Go live in a pigsty, I don't care, our mother pretended she really didn't.
One brother packed his room items into the wagon and hauled it all off to the compost pile. It was the summer of hot dogs. We had ketchup, mustard, and dirt on our faces pretty much for the forty days of school's out.
A lot of shocking and apalling had happened in the real world which was hotly debated as being political, or not.
Mama drove Daddy to the train station as the sun started to make the low tide sand of the Long Island Sound stink worse. I ran into the Golden Dolphin to get two coffees, milk, no sugar. That was my errand in exchange for pink, snow covered mountains of rubbery marshmellow covered cupcake with cream filling. I reasoned out loud, it had to be the sun. Not yet, my mother didn't growl, but close to it. She sipped the coffee and put one beautifully cared for hand on Daddy's leg. It's too early for that, greenhouse gas they are calling it.
The pollution? Daddy gulped his whole coffee in four parts. He hadn't heard any news but gave the baseball scores of the New York teams and the Dodgers. He had a running list in his head since childhood.
While our Dad was spending 2-4 hours a day commuting to a 9-5 our mother was making earrings to make enough money to make a vegetable garden and bring us each (six kids + friends) to the thrift shop.

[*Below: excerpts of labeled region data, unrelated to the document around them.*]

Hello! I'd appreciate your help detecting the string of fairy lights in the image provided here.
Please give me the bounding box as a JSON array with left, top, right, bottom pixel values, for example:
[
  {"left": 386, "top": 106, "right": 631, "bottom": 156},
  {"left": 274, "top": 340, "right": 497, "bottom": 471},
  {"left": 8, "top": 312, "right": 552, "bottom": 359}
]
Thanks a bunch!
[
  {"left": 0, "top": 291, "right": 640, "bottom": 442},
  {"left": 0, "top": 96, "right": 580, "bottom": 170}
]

It was a secret, so I was fuming my mouth shut, hold onto the excitement and drill sargeanting self not to blow it. Then Daddy counted out train and Post money for his day and gave mama about seven dollars for the plan.
Wait, what? YOU SAID it was a secret.
Your father and I have no secrets from each other. Dad was staring at the hourly rush build up of people walking into the station. Mama pinched his knee but not too hard, Right honey?!
Yes dear. Dad couldn't break the stare zone. Mom gave him the rest of her coffee. This melted his face into smile, then kissing. She pulled him back as he started to get out with one minute seventeen seconds to go. More smooching.
I wrangled myself into the still warm front seat of the station wagon.
Irate negroes?
A brother had hung up the phone with two feet of braided coil and summed up why Dad couldn't make it out of the City.
My mother repeated the question, irate negroes? Did he actually say that?
We knew that it meant hotdogs or bologny sandwiches again instead of once a week spaghetti night.
One tube sock'd foot aimed for the family room but the other slid towards my mother, that brother a stalwart always torn between siblings and parents and sides. Answer me. And why is your face a red sweaty mess?
Lugging all Dad's tools back to the garage. Not what he said. I saw on TV.
And his long legs disappeared him.
My mother sworded the pen at me, YOU, go in the garage and start a list!
Of what!??
Now.
She grabbed the dishtowel, group hanky a lot of days, and went to see the television.
I crept towards following her but she swatted me away with the towel. So I crept towards where she had a poetry-writing desk set up near the phone. The Thesaurus was open to the A's. I saw angry. Then I saw irate.
In the garage I dug out Dad's transistor radio and dialed through to my news channels. Are Egyptians negroes? I wondered. I'd have to go back inside to look up consulate and diplomatic.
We'd had half the neighborhood's tools locked up in their garage so people could go to work and take parents and kids to appointments. The brother that was born a builder had gradually tipped the balance one tool at a time from locked up to compost pile area. He was making a farm. He'd replanted all the crabapples the neighbor rolled down the hill from Daddy's wheelbarrow.
Living so close to NYC meant that thieves could vanpool. They just stripped blocks of locks off and did all kinds of crimes. And now this. They'd gotten purses and luggage with visas. They'd stolen make up and made themselves tanned and mascara'd their eyelashes. Even cut up furs and wigs to make moustaches and beards. It was even more serious than when the neighborhood teenagers did every sin in under twelve hours.
Whether or not we could or couldn't say brotherhood, it was on a girls not allowed list of words; or had a flagpole or not, or had one without hardware in the morning; or knew some foreign was Greek and some I-talian, we knew American Law was all in a terrible scramble 'bout what was going to help
Community a Japanese old person told a basement of people at St. Patrick's Christian-style collect money for lasagnas "meeting". Long ago and on the other side of the world people who lived near each other had community.
Whether it was a stolen thesis or relayed from school, startup would be nations and all kinds of groups were making manifestos like communist leaders, and all the traveling was letting thieves and hijackers and war criminals and "celebrities" just come and go as they pleased and Americans (sometimes literally) chained up in submission. The religious turned political and political turned paramilitary led to a host of world event terrorism actions. Daddy said we had to take it one day at a time, keep it simple, let God do his work, and be nice to each other. House divided, he'd recall studying the Civil War and tell us something smart Lincoln had said.
It's why nations do not want to let other courts judge a nation as just any old group. Why nations can war and various groups cannot. There's linchpin in this.